Benchmarking RAII Class
RAII - Resource Allocation is Initialization (done using Constructors and Destructors of Timer Class)
class Timer {
private:
std::string label;
std::chrono::high_resolution_clock::time_point start;
public:
Timer(const std::string& label = "") : label(label), start(std::chrono::high_resolution_clock::now()) {}
double getDuration() const {
auto end = std::chrono::high_resolution_clock::now();
return std::chrono::duration<double>(end - start).count();
}
~Timer() {
auto end = std::chrono::high_resolution_clock::now();
double duration = std::chrono::duration<double>(end - start).count();
std::cout << label << " took " << duration << " seconds." << std::endl;
}
};
// Sample Implementation
{
Timer timer("CPU Function") // Constructor Called
// Call to CPU Function
} // Destructor Called
CLI Integration
Used cxxopts for CLI integration. This header was cloned from its Github Repo.
Benchmark Results
The benchmark results are also included in the Github Repo in Results.ipynb. Following were the results :
- European Options a speed up of 2.815X on 10^7 paths.

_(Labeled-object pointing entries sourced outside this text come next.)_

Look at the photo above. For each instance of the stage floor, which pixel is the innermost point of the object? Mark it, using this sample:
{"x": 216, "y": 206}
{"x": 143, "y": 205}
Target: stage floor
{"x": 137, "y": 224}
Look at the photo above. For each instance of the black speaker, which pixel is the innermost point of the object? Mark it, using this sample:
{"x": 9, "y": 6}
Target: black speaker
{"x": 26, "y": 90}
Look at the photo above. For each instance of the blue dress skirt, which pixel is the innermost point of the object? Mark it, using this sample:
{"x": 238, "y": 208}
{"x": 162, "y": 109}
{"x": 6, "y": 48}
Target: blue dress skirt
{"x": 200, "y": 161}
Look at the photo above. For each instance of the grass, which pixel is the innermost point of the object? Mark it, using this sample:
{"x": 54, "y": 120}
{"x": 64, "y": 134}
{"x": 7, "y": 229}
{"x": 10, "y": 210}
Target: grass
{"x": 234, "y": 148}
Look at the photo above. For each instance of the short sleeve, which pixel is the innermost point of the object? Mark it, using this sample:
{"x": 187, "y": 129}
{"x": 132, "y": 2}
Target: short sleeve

- Asian Options a speed up of 190.35X on 10^6 paths.
- Basket Options a speed up of 88.28X on 10^7 paths.
Conclusion and Learnings
This project was a great one for learning Multithreading using CUDA and applying it to Finance. I learned not only about CUDA but also about some cool option types, things like RAII and Functor Structs. Overall a very positive learning outcome :)